Gao Xin apontou para o espaço vazio:
— Era só minha alucinação. Você não podia ver.
— Não pode ser… Então você sabe que é alucinação? Moscas voando? Delírio? Você está doente e nem percebe? — Luo Yan estava angustiado.
Gao Xin riu, entre lágrimas:
— Não estou doente! Alucinações são funções naturais do cérebro. Se quero, posso ter uma.
— Eu apenas projetei as lembranças na mente como visões, para facilitar a organização.
Luo Yan perguntou:
— Organizar o quê? O que você pensou?
Gao Xin abriu um largo sorriso:
— Finalmente compreendi… quem eu sou, de onde vim, para onde vou…
— O quê? — A mente de Luo Yan parecia zunir.
— Ora, as três grandes questões da filosofia?
— Você estava refletindo sobre isso? Se você não é louco, quem será? Essas perguntas não têm resposta!
Gao Xin riu alto:
— Quem disse que não têm resposta? Eu entendi.
— Então é por isso que são chamadas de questões últimas? Não é de admirar; sua resposta deve ser uma verdade final do universo, representando algum tipo de verdade suprema…
— Assim, compreendi um princípio do universo!
Luo Yan revirou os olhos, percebendo que concordar não adiantaria, então adotou um tom sério:
— Gao Xin! Eu sei que você está frustrado, derrotado!
— Mas a realidade é o que é. Você precisa se reerguer!
— Considere o tal efeito placebo como devaneio, está bem? Ontem, você só explodiu em adrenalina ao beirar a morte.
Gao Xin o olhou, suspirando:
— O que você descreveu é apenas parte do fenômeno. Agora, dizer que não existe já não importa; eu já comprovei.
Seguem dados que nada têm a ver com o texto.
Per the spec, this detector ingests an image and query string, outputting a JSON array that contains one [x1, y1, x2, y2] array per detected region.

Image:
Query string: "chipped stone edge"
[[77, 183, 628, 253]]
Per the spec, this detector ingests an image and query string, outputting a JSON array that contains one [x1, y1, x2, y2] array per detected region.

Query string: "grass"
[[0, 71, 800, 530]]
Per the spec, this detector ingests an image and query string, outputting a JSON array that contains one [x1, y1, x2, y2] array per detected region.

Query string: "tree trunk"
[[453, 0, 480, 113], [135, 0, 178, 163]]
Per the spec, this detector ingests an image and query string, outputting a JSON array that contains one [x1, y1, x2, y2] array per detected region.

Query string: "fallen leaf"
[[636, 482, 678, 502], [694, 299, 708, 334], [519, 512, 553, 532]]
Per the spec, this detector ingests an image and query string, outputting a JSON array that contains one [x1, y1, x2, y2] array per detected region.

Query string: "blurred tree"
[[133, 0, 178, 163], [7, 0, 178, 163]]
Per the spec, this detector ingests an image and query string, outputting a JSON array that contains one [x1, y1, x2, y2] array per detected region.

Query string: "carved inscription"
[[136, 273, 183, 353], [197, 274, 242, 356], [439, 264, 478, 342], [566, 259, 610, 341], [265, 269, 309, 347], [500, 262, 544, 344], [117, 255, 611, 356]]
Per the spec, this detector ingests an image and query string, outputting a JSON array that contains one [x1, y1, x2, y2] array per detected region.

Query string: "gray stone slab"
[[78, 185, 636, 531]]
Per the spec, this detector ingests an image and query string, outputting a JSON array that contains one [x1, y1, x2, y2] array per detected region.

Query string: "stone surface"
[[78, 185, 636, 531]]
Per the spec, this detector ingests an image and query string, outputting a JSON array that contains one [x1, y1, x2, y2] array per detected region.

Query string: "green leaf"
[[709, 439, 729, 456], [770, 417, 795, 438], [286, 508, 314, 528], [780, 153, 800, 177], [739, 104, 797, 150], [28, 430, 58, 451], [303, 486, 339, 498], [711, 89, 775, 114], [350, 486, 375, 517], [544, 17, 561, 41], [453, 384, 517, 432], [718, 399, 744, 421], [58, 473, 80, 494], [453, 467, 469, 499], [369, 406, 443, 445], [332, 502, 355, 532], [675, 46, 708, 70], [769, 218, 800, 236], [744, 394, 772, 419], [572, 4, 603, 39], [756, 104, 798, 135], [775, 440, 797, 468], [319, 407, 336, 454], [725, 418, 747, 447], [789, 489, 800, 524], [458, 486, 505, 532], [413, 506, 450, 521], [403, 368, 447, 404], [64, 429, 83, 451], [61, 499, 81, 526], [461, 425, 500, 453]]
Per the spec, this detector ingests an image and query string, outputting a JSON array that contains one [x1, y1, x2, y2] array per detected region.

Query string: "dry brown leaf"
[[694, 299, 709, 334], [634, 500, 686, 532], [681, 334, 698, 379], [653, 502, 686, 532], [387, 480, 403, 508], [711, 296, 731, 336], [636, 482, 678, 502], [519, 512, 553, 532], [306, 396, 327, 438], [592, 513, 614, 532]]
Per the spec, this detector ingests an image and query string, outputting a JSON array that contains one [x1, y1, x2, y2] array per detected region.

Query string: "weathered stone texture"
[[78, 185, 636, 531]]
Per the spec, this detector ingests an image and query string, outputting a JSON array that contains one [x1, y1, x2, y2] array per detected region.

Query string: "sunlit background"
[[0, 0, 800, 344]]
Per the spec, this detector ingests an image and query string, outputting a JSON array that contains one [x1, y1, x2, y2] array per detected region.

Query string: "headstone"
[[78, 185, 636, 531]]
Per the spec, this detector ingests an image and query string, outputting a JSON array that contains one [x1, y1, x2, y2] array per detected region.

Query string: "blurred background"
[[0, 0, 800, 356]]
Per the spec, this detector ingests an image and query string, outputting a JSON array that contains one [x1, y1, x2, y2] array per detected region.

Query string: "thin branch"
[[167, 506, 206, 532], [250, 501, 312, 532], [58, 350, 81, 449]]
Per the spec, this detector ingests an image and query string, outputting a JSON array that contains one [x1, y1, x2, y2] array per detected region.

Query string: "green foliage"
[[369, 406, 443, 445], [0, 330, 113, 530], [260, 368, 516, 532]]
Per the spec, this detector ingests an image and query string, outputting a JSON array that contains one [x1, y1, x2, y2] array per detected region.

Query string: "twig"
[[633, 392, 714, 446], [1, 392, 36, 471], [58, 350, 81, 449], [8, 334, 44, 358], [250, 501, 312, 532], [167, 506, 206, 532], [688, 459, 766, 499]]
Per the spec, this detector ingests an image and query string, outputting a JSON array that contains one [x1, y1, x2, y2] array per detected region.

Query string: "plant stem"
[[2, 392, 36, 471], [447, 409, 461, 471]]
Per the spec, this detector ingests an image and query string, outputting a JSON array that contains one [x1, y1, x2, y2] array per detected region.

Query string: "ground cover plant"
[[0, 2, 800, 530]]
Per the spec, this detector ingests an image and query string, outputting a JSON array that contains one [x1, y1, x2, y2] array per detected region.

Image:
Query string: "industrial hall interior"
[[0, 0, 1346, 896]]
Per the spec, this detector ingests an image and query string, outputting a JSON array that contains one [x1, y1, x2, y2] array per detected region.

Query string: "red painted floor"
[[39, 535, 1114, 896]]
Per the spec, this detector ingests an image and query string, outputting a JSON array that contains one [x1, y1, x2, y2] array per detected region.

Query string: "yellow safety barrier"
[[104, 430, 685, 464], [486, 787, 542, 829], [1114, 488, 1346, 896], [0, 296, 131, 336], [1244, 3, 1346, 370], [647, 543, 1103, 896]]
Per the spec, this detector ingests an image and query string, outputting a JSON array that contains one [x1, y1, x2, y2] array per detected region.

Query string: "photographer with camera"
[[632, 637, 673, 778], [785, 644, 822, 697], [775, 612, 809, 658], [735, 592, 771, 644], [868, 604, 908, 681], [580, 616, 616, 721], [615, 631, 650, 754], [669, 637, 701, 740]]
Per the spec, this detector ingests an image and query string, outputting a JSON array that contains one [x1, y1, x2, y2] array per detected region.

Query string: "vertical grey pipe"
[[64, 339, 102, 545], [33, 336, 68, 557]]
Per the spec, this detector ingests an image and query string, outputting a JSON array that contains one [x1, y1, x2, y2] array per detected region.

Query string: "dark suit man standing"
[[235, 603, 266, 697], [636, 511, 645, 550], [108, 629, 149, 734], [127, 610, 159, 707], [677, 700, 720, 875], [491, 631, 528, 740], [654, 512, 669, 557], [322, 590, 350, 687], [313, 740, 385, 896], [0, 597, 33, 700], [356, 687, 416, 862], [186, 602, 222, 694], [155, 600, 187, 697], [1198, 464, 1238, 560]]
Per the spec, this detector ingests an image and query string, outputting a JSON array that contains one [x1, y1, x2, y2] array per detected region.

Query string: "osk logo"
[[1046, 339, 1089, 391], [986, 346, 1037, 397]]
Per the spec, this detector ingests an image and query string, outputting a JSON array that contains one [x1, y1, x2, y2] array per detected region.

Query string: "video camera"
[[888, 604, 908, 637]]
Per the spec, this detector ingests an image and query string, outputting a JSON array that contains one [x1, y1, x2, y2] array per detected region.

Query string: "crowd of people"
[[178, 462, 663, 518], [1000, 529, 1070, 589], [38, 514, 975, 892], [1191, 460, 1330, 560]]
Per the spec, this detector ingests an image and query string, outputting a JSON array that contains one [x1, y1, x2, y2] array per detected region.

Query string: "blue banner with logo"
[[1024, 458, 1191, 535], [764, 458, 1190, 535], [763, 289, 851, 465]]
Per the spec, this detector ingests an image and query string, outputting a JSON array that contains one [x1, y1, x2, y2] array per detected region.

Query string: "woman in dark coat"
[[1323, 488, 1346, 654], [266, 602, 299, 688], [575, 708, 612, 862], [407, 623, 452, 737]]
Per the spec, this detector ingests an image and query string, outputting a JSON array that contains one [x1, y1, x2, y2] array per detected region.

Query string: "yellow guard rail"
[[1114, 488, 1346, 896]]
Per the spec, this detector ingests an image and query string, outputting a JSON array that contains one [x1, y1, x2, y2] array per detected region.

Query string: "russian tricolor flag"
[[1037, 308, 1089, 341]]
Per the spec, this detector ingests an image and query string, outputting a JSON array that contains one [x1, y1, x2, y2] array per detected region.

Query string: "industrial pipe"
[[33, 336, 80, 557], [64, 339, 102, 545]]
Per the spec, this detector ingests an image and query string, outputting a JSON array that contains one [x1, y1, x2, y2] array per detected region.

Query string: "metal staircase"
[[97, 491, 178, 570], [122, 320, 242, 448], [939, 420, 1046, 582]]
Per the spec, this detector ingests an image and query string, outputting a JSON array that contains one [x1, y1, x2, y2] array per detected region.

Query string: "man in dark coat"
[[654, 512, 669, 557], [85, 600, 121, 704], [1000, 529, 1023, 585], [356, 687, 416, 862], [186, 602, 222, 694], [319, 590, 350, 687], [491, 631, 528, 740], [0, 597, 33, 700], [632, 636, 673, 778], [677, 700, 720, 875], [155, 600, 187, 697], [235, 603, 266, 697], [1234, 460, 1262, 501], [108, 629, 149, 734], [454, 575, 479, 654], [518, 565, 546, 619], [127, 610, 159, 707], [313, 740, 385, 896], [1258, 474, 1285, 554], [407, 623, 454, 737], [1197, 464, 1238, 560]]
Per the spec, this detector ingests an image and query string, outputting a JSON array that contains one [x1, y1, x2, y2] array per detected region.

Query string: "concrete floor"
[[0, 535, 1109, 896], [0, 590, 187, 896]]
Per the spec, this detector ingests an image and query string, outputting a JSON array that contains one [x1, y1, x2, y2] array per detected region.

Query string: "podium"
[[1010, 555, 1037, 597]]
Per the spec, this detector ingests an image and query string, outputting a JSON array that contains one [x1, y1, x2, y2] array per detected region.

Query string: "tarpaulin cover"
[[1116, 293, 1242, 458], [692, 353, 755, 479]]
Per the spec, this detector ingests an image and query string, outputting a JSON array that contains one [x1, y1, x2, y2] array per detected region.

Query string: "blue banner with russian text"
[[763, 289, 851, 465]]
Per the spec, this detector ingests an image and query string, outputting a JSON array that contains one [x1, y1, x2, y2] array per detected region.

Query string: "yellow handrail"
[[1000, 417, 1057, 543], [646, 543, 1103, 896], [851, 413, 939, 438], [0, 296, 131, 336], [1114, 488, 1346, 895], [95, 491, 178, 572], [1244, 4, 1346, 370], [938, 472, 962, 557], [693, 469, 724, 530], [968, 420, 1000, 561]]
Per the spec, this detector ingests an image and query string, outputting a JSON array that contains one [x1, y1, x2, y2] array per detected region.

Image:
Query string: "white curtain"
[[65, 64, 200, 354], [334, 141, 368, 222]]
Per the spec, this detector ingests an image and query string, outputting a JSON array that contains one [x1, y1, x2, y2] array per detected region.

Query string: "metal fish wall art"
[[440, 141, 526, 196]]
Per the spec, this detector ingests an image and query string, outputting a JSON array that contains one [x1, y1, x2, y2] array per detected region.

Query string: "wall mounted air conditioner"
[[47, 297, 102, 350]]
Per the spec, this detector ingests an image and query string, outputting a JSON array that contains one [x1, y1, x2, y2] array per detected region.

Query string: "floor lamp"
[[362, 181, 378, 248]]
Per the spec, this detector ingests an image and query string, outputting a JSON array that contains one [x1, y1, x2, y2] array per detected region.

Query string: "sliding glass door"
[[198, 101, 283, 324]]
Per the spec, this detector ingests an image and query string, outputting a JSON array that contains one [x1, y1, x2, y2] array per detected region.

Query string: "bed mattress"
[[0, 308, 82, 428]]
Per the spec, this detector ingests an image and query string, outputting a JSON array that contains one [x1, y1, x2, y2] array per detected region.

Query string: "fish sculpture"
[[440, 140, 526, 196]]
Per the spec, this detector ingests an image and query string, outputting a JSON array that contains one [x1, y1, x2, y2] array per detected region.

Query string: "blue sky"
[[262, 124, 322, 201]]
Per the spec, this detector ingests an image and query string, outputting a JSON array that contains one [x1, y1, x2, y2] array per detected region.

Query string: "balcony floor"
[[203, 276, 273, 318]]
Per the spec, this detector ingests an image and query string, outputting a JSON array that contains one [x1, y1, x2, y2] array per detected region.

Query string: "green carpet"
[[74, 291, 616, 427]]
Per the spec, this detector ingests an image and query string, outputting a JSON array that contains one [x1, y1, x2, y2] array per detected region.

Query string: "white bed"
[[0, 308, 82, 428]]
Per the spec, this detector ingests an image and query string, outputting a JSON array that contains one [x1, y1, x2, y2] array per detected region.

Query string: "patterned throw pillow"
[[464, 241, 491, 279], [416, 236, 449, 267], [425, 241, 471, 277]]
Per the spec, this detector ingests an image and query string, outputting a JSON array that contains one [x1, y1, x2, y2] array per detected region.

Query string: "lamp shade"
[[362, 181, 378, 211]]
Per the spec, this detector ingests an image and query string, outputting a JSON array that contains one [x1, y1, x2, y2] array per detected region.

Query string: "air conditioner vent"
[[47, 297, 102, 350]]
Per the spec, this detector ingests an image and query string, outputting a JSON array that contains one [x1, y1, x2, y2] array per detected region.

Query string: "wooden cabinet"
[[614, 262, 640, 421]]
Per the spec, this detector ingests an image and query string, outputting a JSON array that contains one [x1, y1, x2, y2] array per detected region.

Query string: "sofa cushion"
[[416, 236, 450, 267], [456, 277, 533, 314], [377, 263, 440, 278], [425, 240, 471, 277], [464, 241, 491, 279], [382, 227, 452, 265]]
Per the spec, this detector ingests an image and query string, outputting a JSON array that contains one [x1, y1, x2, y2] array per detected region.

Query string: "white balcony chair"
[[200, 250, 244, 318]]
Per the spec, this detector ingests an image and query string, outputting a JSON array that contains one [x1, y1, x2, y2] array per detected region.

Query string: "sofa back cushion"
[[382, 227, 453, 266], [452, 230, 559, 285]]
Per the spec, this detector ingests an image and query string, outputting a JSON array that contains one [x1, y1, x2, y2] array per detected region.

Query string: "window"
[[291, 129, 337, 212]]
— Comprovou o quê? Gesticular no vazio? — Luo Yan reclamou.
Mas Gao Xin virou-se e agarrou o enorme rato congelado, erguendo-o com um movimento brusco!
O bicho pesava pelo menos duzentos quilos, mas ele o levantou acima da cabeça.
— Hein? — Luo Yan arregalou os olhos, incrédulo.
Gao Xin atirou a carcaça ao chão com estrondo:
— Minha força foi realmente despertada, Luo Yan… graças ao seu sangue.
Luo Yan ficou completamente paralisado; naquele instante, todo seu entendimento do mundo desmoronou.